Lesson xxx U B-2
「どうして…?他の男に汚された女は抱けない…?」
自嘲気味な彩の指をそっと腕から外し正面にかがみ込んだ。
「そんなんじゃない。俺が今でも彩を好きならそんな事関係なく抱いてるさ」
「じゃあ今は…?」
瞬きすれば今にも落ちそうな涙を浮かべる彩。
「俺には神崎がいる。あいつには嘘ついたり、これ以上哀しむような事はしたくないんだ」
「征也、変わったね…。そんなにあの子が大事なんだ…」
膝で握り締めている彩の拳を涙が濡らしていく。
「私、征也と別れたのずっと後悔してた…!何であの時頷いたんだろうって。征也以上に好きになれる人もいなくて…。今回講師を引き受けたのも征也がいるって知ってたからなのに!」
堰を切ったように吐き出す彩の言葉を聞いても心に何も響かない。
俺の中では彩との事はとっくに終わってるのを実感した。
「私、征也に会いたくて…やり直したかったのに…それなのにこんな目に合って…!ねぇ!征也!私のそばにいてよ!」
「それは出来ない。
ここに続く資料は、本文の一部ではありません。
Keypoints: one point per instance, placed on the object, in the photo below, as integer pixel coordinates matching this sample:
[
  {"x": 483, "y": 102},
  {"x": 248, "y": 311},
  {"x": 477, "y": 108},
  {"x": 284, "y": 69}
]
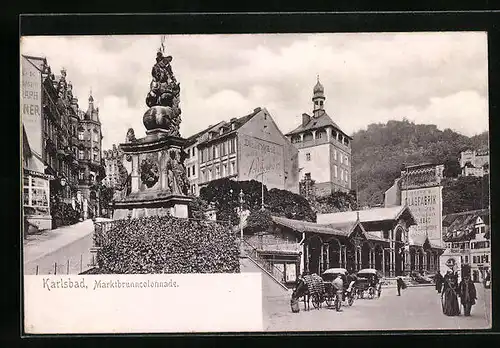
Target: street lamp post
[
  {"x": 262, "y": 189},
  {"x": 241, "y": 215}
]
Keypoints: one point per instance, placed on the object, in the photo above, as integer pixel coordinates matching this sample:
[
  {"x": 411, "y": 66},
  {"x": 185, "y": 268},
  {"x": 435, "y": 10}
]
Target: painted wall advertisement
[
  {"x": 31, "y": 104},
  {"x": 426, "y": 205},
  {"x": 257, "y": 156}
]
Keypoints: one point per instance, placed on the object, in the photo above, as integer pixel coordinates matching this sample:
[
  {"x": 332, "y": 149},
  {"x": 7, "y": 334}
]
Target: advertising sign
[
  {"x": 259, "y": 156},
  {"x": 31, "y": 104},
  {"x": 426, "y": 206}
]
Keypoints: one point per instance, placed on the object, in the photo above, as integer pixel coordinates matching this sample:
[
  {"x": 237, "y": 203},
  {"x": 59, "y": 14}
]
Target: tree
[
  {"x": 452, "y": 168},
  {"x": 225, "y": 195}
]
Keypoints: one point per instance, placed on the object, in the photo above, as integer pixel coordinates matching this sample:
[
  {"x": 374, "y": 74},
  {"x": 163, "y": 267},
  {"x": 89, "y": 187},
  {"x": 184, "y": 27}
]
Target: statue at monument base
[{"x": 157, "y": 183}]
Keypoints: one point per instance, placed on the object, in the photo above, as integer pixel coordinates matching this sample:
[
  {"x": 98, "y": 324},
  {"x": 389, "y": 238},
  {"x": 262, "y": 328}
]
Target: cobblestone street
[{"x": 417, "y": 308}]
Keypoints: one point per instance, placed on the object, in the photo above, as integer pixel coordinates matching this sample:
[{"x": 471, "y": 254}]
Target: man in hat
[
  {"x": 467, "y": 291},
  {"x": 338, "y": 285}
]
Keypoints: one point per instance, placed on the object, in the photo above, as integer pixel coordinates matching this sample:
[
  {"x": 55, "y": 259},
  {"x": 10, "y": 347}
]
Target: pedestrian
[
  {"x": 439, "y": 282},
  {"x": 467, "y": 293},
  {"x": 338, "y": 285},
  {"x": 401, "y": 285},
  {"x": 449, "y": 298}
]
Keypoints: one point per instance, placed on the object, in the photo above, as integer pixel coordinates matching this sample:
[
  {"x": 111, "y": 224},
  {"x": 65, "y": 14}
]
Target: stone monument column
[{"x": 158, "y": 181}]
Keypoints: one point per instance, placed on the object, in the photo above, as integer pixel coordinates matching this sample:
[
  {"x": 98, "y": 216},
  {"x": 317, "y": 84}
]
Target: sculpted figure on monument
[
  {"x": 149, "y": 172},
  {"x": 177, "y": 179},
  {"x": 163, "y": 98},
  {"x": 130, "y": 136}
]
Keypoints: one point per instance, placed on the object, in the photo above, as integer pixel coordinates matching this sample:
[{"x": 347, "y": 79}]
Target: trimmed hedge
[{"x": 165, "y": 244}]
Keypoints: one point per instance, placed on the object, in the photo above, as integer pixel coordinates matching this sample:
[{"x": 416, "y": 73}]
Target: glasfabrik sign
[
  {"x": 259, "y": 156},
  {"x": 31, "y": 104},
  {"x": 426, "y": 206}
]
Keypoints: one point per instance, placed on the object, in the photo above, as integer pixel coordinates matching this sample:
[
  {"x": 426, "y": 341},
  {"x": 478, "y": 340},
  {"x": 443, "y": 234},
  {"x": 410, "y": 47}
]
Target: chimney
[{"x": 305, "y": 119}]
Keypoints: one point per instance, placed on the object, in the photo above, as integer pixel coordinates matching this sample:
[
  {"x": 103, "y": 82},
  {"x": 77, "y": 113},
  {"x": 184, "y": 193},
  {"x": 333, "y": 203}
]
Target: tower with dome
[{"x": 324, "y": 149}]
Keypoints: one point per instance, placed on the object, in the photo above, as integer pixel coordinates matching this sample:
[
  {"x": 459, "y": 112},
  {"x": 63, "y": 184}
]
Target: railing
[
  {"x": 295, "y": 247},
  {"x": 268, "y": 266}
]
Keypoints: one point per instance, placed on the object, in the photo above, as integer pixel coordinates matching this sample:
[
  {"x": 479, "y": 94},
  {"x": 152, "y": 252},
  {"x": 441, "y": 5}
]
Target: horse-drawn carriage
[
  {"x": 320, "y": 289},
  {"x": 368, "y": 283}
]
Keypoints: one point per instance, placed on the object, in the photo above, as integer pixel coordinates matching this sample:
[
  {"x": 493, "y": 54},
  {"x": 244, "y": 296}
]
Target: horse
[{"x": 302, "y": 290}]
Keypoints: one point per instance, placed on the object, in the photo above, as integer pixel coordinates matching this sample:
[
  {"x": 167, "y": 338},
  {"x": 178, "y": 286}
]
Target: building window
[
  {"x": 36, "y": 194},
  {"x": 232, "y": 145},
  {"x": 216, "y": 151},
  {"x": 223, "y": 148}
]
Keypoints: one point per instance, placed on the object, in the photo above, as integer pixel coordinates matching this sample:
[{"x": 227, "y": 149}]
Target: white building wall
[{"x": 316, "y": 160}]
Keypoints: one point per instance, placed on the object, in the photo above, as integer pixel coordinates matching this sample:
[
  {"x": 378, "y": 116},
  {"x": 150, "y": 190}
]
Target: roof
[
  {"x": 305, "y": 226},
  {"x": 374, "y": 237},
  {"x": 238, "y": 123},
  {"x": 26, "y": 145},
  {"x": 321, "y": 121},
  {"x": 369, "y": 215},
  {"x": 461, "y": 225}
]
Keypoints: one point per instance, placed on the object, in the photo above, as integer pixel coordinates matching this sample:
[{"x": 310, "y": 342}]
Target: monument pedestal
[{"x": 158, "y": 183}]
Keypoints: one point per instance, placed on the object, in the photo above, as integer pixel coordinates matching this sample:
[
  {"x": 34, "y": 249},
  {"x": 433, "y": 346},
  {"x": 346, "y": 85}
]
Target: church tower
[
  {"x": 90, "y": 151},
  {"x": 318, "y": 99},
  {"x": 324, "y": 149}
]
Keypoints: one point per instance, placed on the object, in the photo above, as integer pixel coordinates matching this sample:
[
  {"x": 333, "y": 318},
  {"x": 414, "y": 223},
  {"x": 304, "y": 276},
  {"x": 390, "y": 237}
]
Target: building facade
[
  {"x": 113, "y": 158},
  {"x": 247, "y": 148},
  {"x": 467, "y": 236},
  {"x": 419, "y": 187},
  {"x": 55, "y": 126},
  {"x": 324, "y": 149},
  {"x": 475, "y": 163}
]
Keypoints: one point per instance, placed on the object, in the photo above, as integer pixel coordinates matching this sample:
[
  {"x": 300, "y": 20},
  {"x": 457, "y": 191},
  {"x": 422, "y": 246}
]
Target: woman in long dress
[{"x": 449, "y": 297}]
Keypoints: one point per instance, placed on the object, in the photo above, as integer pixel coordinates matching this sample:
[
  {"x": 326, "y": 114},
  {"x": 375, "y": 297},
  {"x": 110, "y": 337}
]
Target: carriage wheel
[
  {"x": 316, "y": 301},
  {"x": 338, "y": 304},
  {"x": 371, "y": 293},
  {"x": 329, "y": 300}
]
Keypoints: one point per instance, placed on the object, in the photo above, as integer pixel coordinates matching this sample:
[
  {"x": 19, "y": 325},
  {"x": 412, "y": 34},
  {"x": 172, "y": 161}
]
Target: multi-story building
[
  {"x": 54, "y": 127},
  {"x": 420, "y": 188},
  {"x": 324, "y": 149},
  {"x": 468, "y": 236},
  {"x": 247, "y": 148},
  {"x": 112, "y": 160},
  {"x": 475, "y": 163}
]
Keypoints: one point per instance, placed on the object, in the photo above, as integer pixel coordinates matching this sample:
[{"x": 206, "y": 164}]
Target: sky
[{"x": 436, "y": 78}]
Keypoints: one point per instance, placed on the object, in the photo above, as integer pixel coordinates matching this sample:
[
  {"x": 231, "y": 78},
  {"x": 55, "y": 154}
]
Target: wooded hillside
[{"x": 380, "y": 151}]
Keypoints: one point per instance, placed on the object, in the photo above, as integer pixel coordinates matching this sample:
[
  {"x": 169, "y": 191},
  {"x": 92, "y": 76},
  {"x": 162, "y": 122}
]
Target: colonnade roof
[{"x": 368, "y": 215}]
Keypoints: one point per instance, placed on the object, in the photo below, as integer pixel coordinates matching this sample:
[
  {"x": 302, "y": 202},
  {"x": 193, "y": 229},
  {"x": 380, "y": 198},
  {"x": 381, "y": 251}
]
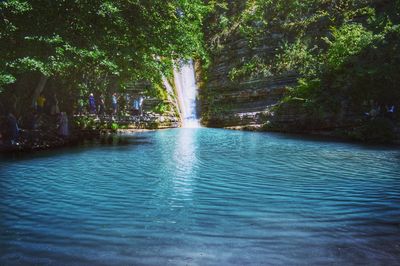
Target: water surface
[{"x": 202, "y": 197}]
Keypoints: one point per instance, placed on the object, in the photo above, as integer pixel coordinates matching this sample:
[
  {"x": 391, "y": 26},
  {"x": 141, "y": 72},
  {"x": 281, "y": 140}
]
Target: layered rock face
[{"x": 238, "y": 102}]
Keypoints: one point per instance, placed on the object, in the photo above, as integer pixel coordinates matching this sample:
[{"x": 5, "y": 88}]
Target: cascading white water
[{"x": 185, "y": 82}]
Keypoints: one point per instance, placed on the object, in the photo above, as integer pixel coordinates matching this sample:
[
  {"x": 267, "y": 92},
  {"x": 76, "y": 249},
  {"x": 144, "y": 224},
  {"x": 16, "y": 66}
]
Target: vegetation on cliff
[{"x": 75, "y": 47}]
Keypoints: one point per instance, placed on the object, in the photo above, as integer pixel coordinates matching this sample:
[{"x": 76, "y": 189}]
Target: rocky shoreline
[{"x": 84, "y": 128}]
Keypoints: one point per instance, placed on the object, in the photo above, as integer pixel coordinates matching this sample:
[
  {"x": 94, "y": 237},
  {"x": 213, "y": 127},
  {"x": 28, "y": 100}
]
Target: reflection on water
[{"x": 202, "y": 197}]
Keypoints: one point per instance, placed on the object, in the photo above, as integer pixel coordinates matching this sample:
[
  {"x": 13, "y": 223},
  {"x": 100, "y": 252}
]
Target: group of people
[{"x": 118, "y": 103}]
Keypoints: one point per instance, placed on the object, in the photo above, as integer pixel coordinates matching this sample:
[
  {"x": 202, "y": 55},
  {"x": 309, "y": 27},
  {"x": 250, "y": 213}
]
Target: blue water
[{"x": 202, "y": 197}]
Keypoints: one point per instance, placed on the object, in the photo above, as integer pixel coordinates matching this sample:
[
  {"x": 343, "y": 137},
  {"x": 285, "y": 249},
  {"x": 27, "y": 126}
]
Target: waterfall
[{"x": 185, "y": 82}]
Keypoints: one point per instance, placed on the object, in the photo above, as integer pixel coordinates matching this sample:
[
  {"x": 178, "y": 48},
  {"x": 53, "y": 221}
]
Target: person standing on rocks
[{"x": 102, "y": 106}]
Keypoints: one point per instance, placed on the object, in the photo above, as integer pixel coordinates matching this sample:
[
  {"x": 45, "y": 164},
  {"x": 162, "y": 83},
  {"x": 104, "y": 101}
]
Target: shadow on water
[{"x": 104, "y": 142}]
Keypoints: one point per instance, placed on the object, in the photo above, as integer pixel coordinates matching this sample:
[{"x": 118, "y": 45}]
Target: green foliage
[
  {"x": 348, "y": 40},
  {"x": 95, "y": 45},
  {"x": 298, "y": 57},
  {"x": 161, "y": 108},
  {"x": 250, "y": 69}
]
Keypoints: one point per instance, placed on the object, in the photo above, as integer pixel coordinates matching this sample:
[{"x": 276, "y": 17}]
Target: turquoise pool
[{"x": 202, "y": 197}]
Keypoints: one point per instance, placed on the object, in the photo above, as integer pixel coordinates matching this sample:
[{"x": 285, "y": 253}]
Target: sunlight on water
[{"x": 185, "y": 83}]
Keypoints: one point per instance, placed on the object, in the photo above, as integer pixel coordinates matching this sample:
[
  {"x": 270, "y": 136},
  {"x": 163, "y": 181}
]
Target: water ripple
[{"x": 202, "y": 197}]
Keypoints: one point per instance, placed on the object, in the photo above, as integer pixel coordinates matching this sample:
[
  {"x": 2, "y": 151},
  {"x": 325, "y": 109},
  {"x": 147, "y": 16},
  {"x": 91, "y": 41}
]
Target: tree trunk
[{"x": 39, "y": 88}]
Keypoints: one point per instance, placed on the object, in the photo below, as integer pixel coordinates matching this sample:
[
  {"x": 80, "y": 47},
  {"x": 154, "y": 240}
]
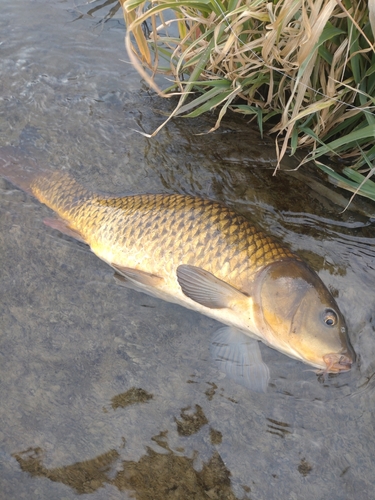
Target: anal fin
[
  {"x": 137, "y": 276},
  {"x": 64, "y": 228}
]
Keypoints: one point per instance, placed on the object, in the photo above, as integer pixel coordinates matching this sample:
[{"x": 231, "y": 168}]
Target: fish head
[{"x": 300, "y": 317}]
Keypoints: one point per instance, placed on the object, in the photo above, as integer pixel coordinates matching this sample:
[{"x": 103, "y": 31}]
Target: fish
[{"x": 205, "y": 256}]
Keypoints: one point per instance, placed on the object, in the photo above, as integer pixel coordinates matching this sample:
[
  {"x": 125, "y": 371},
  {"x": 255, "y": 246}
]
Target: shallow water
[{"x": 109, "y": 393}]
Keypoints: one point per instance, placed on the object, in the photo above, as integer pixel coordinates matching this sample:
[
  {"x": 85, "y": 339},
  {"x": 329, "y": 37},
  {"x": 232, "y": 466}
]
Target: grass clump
[{"x": 307, "y": 67}]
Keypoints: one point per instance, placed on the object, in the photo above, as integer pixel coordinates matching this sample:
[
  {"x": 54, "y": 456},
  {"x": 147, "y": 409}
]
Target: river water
[{"x": 107, "y": 393}]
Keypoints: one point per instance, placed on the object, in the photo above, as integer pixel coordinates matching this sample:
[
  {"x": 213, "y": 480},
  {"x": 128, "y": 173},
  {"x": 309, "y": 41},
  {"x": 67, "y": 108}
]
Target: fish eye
[{"x": 330, "y": 317}]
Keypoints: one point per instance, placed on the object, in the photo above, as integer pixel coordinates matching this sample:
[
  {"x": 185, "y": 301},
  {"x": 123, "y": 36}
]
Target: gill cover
[{"x": 299, "y": 316}]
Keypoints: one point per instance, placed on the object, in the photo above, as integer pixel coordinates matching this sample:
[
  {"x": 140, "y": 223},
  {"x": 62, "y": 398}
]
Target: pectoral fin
[
  {"x": 137, "y": 276},
  {"x": 204, "y": 288},
  {"x": 239, "y": 357}
]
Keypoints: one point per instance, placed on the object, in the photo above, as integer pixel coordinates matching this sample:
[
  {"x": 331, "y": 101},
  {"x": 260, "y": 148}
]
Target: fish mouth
[{"x": 337, "y": 363}]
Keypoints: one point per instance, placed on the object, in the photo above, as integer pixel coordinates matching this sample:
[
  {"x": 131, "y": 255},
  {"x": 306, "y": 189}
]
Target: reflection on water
[
  {"x": 165, "y": 474},
  {"x": 90, "y": 369}
]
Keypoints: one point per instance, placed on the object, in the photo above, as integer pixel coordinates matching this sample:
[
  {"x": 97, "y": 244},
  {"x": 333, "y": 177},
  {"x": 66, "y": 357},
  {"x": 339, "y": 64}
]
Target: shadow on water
[
  {"x": 156, "y": 475},
  {"x": 90, "y": 369}
]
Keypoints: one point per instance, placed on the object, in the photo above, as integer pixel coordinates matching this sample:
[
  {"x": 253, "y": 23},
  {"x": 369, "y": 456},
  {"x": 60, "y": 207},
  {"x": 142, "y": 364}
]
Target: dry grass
[{"x": 306, "y": 66}]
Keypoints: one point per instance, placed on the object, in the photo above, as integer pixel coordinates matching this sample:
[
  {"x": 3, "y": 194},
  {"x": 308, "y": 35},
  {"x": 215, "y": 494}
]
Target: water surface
[{"x": 109, "y": 393}]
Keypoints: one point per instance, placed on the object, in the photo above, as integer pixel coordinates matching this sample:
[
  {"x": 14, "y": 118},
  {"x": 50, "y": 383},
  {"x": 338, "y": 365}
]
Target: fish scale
[
  {"x": 204, "y": 256},
  {"x": 194, "y": 230}
]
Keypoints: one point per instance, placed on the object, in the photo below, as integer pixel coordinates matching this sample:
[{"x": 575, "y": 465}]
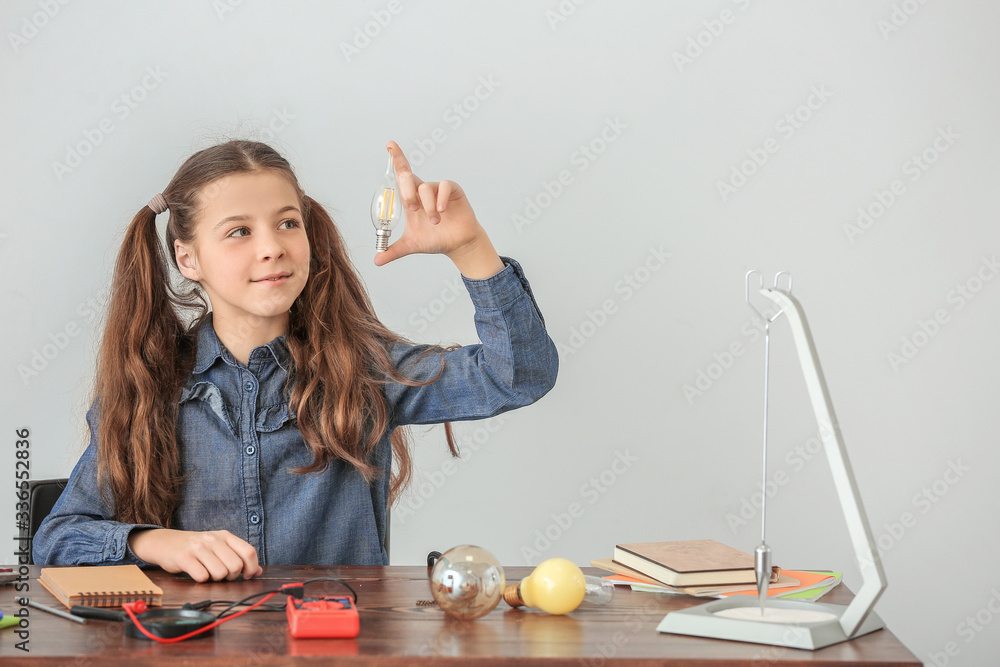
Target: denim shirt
[{"x": 239, "y": 445}]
俺の中では彩との事は終わってる」
縋るような目をして叫ぶ彩にはどれだけ冷たく残酷に聞こえただろう。
そうとわかっていても告げなければいけないのには胸が痛んだ。
弱ってる彩に同情はしてる。
でもだからといって彩を受け入れるのは彩と神崎の両方を傷つけるだろう。
それなら俺は神崎を取る。
今、彩をさらに傷つけたとしても。
「ひ…どい…!」
酷い事を言ってるのは自覚してる。
逆上した彩に刺されても文句も言えない。
弱々しく泣いていた彩がキッと顔を上げるなり俺を床に押し倒した。
「彩!?」
「征也は私のなんだから!私の!」
両頬を掴まれ唇を奪われた。
神崎とのキスだとそれだけで気持ちが満たされ昂揚するのに彩のキスは何も感じない。
無理強いされて妙に冷めてる自分が可笑しかった。
夢中で俺の唇を貪りワイシャツのボタンを外す。
俺は何の抵抗もせずされるがままになっていた。
彩を止めるのは簡単だ。
だけど止めたって彩の気持ちは晴れないだろう。
それなら気の済むようにすればいいと思った。
はだけた俺の胸をまさぐる指と唇はだんだんと下に降りていく。
彩の指がズボンのベルトを外して這入ってくる。
頑張る彩には悪いがほとんど反応しなかった自分に思わず笑い声が漏れた。